Par Pierre Boisguilbert, journaliste spécialiste des médias et chroniqueur de politique étrangère ♦
La vidéo qui circule sur le net est insoutenable. Elle témoigne du calvaire de deux jeunes femmes sous les coups d’une sauvagerie bestiale et l’on reste stupéfait devant la discrétion des médias français. Pas un mot ou presque sur cette nuit d’horreur au mont Toubkal où, le 17 décembre, ont été égorgées et pratiquement décapitées deux Scandinaves amoureuses du Maroc et de ses paysages.
De quoi nos médias ont-ils peur ?
Leurs homologues marocains, au contraire, s’honorent en faisant de cette affaire un événement majeur. Quand on connait et quand on aime ce pays, on peut croire dans l’indignation manifestée par une partie de la population au-delà de ceux qui vivent du tourisme. Les réseaux sociaux reflètent une honte sincère face aux faits — non dissimulés ni minimisés.
Le Maroc, ce sont des paysages magnifiques et une hospitalité légendaire. Mais c’est aussi un pays musulman traditionnel travaillé par des pulsions radicales qu’exacerbent encore les fractures économiques et sociales. Il y a deux Maroc.
Cela étant dit, la rapidité des autorités chérifiennes à imputer le massacre des deux randonneuses à des terroristes se réclamant de Daech est assez étonnante. Le royaume cultive l’image d’un pays ayant maîtrisé le terrorisme ou l’ayant considérablement limité, ce qui est vrai. La reconnaissance donc d’un attentat terroriste particulièrement répugnant n’a pas été faite à la légère. On aurait pu, à la française, dénoncer le geste de « déséquilibrés » car, motif religieux ou pas, ce sont bien des déséquilibrés sadiques qui sont passés à l’acte. L’essentiel était donc de séparer la population des égorgeurs coupeurs de tête de touristes venues du froid. C’est indispensable pour l’opinion publique marocaine traumatisée.
Il est fort possible que ce double meurtre soit à connotation islamiste radicale et donc terroriste. Il peut être aussi le passage à l’acte de frustrés sexuels n’ayant pour les blondes visiteuses que mépris et haine.
L’ignorance des touristes européens
Avant leur trek fatal, la Danoise Louisa Vesterager Jespersen et la Norvégienne Maren Ueland avaient passé un mois à Marrakech. Mais Marrakech ce n’est pas le Maroc, pas celui en tout cas des villages sans eau, à 40 km des villas luxueuses aux piscines californiennes et des restaurants branchés. Il y a chez certains touristes une méconnaissance totale du ressenti des populations. On ne leur dit rien. On ne les met pas en garde contre des comportements à risques selon l’endroit où on se trouve — même si la mère de Louisa avait formellement déconseillé à sa fille un tel voyage.
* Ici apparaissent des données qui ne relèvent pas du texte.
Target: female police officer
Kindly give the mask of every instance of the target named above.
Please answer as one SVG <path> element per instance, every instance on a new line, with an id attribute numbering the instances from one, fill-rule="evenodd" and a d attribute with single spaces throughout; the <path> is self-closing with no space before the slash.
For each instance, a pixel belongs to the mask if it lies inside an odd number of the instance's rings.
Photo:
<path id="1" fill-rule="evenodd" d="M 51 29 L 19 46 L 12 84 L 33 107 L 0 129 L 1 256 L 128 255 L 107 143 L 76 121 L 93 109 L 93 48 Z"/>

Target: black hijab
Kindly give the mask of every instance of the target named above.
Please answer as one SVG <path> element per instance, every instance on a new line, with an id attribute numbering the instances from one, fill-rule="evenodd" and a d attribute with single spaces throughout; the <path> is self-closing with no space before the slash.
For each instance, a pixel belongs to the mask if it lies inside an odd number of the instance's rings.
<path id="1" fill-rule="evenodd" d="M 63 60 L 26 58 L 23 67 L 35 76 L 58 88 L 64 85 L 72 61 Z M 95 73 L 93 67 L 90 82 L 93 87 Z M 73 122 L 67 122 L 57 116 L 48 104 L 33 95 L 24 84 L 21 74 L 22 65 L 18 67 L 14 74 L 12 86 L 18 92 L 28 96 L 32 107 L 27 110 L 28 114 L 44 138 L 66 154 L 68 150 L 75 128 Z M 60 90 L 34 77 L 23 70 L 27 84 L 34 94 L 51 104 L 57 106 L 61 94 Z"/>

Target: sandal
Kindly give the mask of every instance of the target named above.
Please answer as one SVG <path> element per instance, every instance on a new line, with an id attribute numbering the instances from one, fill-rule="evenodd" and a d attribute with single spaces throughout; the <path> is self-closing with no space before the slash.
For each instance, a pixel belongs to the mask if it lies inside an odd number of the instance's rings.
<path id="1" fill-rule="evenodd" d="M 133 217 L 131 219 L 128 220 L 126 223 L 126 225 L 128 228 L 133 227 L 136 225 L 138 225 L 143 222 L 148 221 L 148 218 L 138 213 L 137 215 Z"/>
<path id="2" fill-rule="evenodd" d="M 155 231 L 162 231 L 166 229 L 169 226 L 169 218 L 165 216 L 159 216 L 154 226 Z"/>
Le Toubkal, le plus haut sommet du royaume, est une région aussi attachante que magnifique. Imlil est un village charmant peuplé de montagnards berbères accueillants. On comprend la passion des deux touristes, l’une d’elle caressant même le projet de devenir guide dans l’Atlas pour les visiteurs venant de Scandinavie. Mais l’arrière-pays de Marrakech, ce n’est pas l’arrière pays niçois et il est impensable pour deux jeunes femmes de camper seules dans la montagne sauvage. Il est normal que le Maroc ne veuille pas l’admettre. Il est vrai aussi que ce qui est arrivé aurait pu se produire dans un autre pays, on pense au crime de Lurs en France et à l’affaire Dominici. Mais il y a des leçons à tirer.
Il faut s’informer, savoir où on va et appliquer un minimum de principe de précaution. On se sent plus en sécurité à Marrakech que dans bien des quartiers français, et le terrorisme frappe partout. Il peut le faire au marché de Noël à Strasbourg comme au pied du mont Toubkal. On sait que Noël excite les islamistes, les jeunes femmes indépendantes aussi.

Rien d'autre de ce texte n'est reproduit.